Please can any one help me getting such kind of output in console.
My Python code:
import os
import threading
import subprocess
import pyodbc
import time
from multiprocessing.dummy import Pool as ThreadPool
class Workflow:
def sql_connection(self):
conn = pyodbc.connect('Driver={SQL Server};'
'Server=MSSQLSERVER01;'
'Database=TEST;'
'Trusted_Connection=yes;')
print("DB Connected..")
return conn
def Function1(self):
print ("function 1 Started..")
def Function2(self):
print ("function 2 Started..")
def Function3(self):
print ("function 3 Started..")
def Function4(self):
print ("function 4 Started..")
def ProcessFile(self):
print (" Processs %s\tWaiting %s seconds" )
self.Function1()
self.Function2()
self.Function3()
self.Funciton4()
print (" Process %s\tDONE" )
def Start(self):
#Get number of files in REQUESTED STATE.
connsql = self.sql_connection()
query = "select count(*) from [TEST].[dbo].[files] where Status ='REQUESTED'"
files = connsql.cursor().execute(query).fetchone()
print(str(files[0]) + " files to be processed..")

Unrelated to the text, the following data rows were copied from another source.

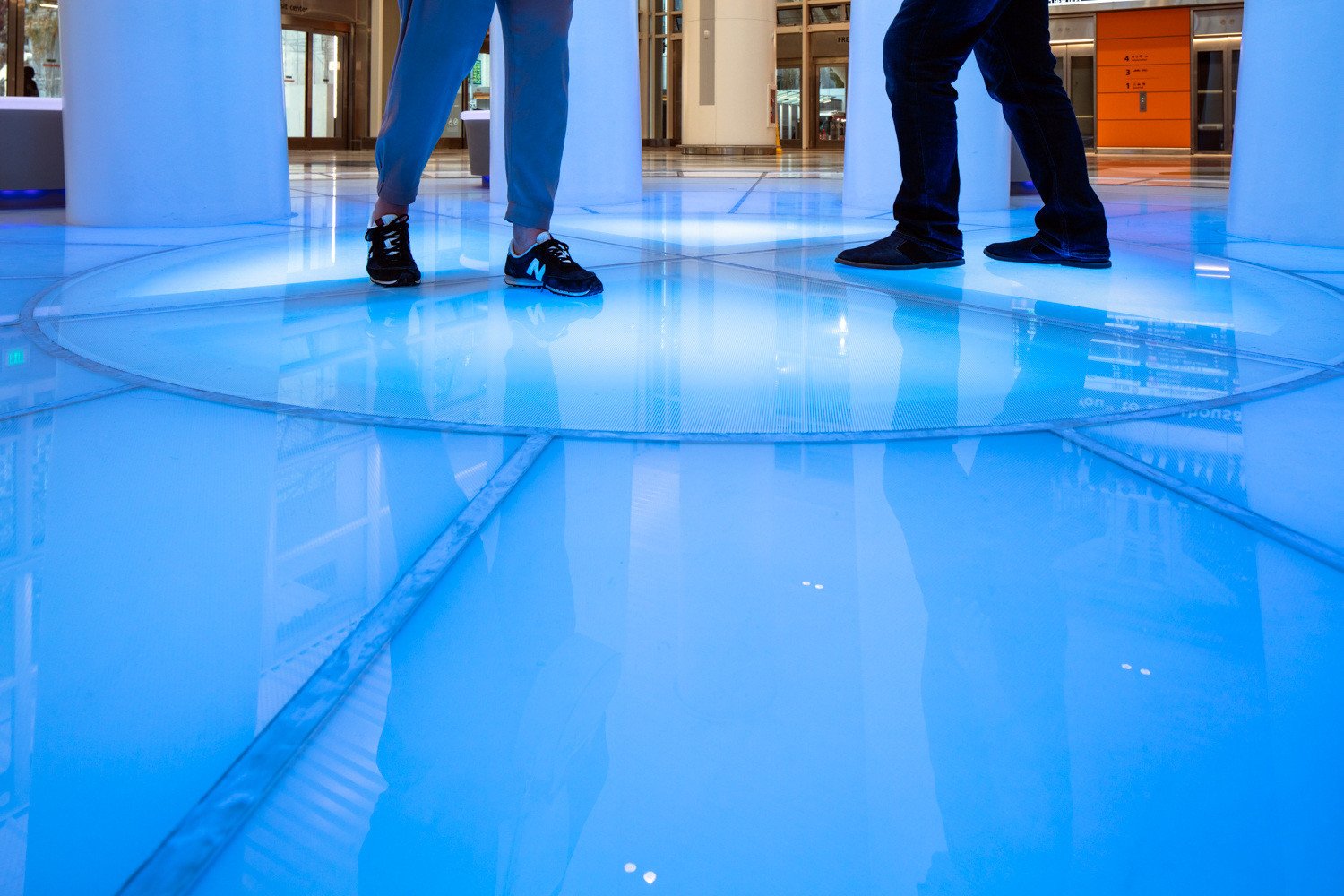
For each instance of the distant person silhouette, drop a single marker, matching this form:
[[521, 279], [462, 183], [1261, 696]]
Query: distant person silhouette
[[927, 45]]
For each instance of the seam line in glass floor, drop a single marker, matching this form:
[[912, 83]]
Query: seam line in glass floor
[[1263, 525], [746, 195], [919, 298], [67, 402], [211, 823]]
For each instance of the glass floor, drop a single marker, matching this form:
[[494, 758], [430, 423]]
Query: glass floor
[[753, 575]]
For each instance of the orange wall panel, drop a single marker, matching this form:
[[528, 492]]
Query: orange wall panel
[[1142, 78], [1156, 134], [1161, 107], [1144, 51], [1142, 23]]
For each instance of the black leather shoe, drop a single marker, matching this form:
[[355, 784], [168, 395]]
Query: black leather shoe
[[1034, 250], [897, 253]]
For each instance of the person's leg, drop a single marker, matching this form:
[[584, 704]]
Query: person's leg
[[438, 45], [925, 48], [1019, 70], [537, 109]]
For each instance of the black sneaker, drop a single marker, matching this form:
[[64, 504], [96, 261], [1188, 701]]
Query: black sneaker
[[390, 263], [547, 265], [1035, 250], [897, 253]]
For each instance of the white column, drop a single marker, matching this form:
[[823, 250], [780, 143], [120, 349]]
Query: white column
[[602, 151], [871, 166], [174, 113], [1288, 158], [728, 74]]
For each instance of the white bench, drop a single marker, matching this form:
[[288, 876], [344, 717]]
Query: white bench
[[31, 151]]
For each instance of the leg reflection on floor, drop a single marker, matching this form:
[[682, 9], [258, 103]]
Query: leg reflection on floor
[[976, 582]]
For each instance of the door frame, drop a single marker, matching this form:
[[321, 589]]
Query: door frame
[[803, 90], [814, 90], [347, 81], [1225, 45]]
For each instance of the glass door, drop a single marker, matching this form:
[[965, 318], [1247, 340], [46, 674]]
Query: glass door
[[316, 88], [1218, 64], [831, 80], [1075, 64]]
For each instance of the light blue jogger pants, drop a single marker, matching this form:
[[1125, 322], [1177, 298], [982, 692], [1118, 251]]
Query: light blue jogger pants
[[438, 46]]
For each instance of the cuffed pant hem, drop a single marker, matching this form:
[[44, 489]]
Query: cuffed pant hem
[[394, 198], [529, 217]]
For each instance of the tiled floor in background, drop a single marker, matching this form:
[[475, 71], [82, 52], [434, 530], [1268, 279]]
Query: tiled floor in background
[[988, 581]]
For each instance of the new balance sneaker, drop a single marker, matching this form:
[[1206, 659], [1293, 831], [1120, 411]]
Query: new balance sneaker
[[390, 263], [547, 265], [897, 253], [1035, 250]]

# Get filing ids of files in REQUESTED STATE.
query = "select distinct filing_id from [TEST].[dbo].[files] where Status ='REQUESTED'"
resultset = connsql.cursor().execute(query).fetchall()
filingIds = []
for id in resultset:
filingIds.append(id[0])
connsql.cursor().commit()
connsql.close()
#Create Threads based on number of file ids to be processed.
pool = ThreadPool(len(filingIds))
results = pool.map(self.ProcessFile(),filingIds) ## Process the FilingIds in parallel.
print(results)
# close the pool and wait for the work to finish
pool.close()
pool.join()
A = Workflow()
A.Start()
I think the issue is simply that you used ThreadPool.map
incorrectly.
You have to pass self.ProcessFile
instead of self.ProcessFile()
. Why?
map
expects a Callable, but self.ProcessFile()
is actually the result of the ProcessFile
call, which is None. So map
tries to call None, which probably fails silently.